Neural Circuit Diagrams: Robust Diagrams for the Communication, Implementation, and Analysis of Deep Learning Architectures
Vincent Abbott
TL;DR
The paper addresses the lack of a standard, precise diagrammatic tool for deep learning architectures, which hampers communication, replication, and theoretical analysis. It proposes Neural Circuit Diagrams, a category-theory-inspired graphical language that blends Cartesian data layout with tensor-axis detail to capture data flow, broadcasting, and parallelism, bridging diagrams with implementation. The framework is demonstrated across a suite of architectures (MLP, Transformer, convolutional nets, ResNet, U-Net, and Vision Transformer) and is complemented by a Jupyter notebook to show implementation correspondence and a formal treatment of backpropagation and complexity. This work promises clearer architectural communication, easier cross-framework replication, and rigorous analysis of time/space complexity, potentially accelerating design, verification, and ethical assessment of deep learning systems.
Abstract
Diagrams matter.
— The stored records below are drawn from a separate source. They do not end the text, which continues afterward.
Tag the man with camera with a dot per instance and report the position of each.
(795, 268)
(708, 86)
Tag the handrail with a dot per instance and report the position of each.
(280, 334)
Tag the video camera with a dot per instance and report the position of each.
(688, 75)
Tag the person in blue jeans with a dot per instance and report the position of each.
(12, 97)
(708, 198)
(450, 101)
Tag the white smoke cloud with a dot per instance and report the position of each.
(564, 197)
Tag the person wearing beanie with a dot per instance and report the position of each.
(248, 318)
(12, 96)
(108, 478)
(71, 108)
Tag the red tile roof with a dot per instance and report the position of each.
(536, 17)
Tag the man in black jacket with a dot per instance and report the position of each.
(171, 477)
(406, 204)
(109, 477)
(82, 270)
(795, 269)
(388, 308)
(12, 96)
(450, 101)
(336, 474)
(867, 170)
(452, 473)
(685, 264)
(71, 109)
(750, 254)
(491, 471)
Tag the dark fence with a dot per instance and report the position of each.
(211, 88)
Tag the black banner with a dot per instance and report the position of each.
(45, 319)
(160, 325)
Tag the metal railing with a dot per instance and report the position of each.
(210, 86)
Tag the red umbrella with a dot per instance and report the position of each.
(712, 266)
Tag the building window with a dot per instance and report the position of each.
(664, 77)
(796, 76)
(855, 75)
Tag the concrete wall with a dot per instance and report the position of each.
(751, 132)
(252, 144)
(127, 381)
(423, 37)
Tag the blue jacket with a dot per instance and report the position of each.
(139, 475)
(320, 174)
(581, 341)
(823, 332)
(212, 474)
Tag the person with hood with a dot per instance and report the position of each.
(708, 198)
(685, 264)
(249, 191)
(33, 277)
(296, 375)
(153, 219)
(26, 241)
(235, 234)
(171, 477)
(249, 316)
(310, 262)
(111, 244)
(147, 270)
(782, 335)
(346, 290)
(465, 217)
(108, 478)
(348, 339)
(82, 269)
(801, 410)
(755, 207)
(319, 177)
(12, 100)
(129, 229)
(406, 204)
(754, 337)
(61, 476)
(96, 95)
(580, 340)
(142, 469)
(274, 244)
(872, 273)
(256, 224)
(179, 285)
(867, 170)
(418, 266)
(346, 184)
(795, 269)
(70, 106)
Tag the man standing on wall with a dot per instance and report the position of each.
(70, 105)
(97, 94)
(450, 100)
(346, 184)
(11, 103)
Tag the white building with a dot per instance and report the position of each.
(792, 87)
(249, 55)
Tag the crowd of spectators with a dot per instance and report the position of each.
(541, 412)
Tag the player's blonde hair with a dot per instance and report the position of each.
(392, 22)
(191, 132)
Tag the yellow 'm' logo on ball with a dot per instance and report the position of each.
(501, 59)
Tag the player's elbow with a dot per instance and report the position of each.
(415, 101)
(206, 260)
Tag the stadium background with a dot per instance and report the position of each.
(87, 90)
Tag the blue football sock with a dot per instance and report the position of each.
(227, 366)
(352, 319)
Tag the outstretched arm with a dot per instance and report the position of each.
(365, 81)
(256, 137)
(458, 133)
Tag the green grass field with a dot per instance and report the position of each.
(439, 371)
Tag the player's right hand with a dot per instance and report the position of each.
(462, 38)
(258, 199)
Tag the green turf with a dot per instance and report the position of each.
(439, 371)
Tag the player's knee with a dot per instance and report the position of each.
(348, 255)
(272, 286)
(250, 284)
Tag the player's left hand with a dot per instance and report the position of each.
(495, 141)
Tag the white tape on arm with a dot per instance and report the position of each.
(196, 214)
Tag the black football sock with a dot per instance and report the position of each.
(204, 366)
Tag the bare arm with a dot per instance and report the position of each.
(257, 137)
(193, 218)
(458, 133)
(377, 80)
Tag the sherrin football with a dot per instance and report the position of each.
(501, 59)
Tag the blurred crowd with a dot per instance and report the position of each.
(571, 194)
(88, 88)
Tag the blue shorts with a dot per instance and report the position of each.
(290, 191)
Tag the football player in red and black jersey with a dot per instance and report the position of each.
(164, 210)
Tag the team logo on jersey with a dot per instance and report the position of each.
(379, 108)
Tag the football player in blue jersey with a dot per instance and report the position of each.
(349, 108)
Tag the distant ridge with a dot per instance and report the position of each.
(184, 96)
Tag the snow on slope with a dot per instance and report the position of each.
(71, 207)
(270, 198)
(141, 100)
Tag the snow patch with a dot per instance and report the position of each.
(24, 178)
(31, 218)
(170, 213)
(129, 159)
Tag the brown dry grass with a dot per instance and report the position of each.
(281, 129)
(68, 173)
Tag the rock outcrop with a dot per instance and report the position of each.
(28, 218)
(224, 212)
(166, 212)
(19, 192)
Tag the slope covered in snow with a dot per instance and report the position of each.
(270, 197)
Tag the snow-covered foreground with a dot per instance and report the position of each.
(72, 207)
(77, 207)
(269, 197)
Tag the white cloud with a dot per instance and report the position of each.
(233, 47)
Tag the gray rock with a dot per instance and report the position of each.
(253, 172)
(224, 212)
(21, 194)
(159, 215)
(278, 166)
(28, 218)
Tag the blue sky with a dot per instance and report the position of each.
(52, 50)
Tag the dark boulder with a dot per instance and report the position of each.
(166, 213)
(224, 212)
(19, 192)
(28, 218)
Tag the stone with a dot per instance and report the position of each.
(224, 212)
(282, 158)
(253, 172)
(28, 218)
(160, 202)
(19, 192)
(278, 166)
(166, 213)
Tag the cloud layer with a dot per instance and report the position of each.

Unfortunately, the deep learning community has no standard method for diagramming architectures. The current combination of linear algebra notation and ad-hoc diagrams fails to offer the necessary precision to understand architectures in all their detail. However, this detail is critical for faithful implementation, mathematical analysis, further innovation, and ethical assurances. I present neural circuit diagrams, a graphical language tailored to the needs of communicating deep learning architectures. Neural circuit diagrams naturally keep track of the changing arrangement of data, precisely show how operations are broadcast over axes, and display the critical parallel behavior of linear operations. A lingering issue with existing diagramming methods is the inability to simultaneously express the detail of axes and the free arrangement of data, which neural circuit diagrams solve. Their compositional structure is analogous to code, creating a close correspondence between diagrams and implementation. In this work, I introduce neural circuit diagrams for an audience of machine learning researchers. After introducing neural circuit diagrams, I cover a host of architectures to show their utility and breed familiarity. This includes the transformer architecture, convolution (and its difficult-to-explain extensions), residual networks, the U-Net, and the vision transformer. I include a Jupyter notebook that provides evidence for the close correspondence between diagrams and code. Finally, I examine backpropagation using neural circuit diagrams. I show their utility in providing mathematical insight and analyzing algorithms' time and space complexities.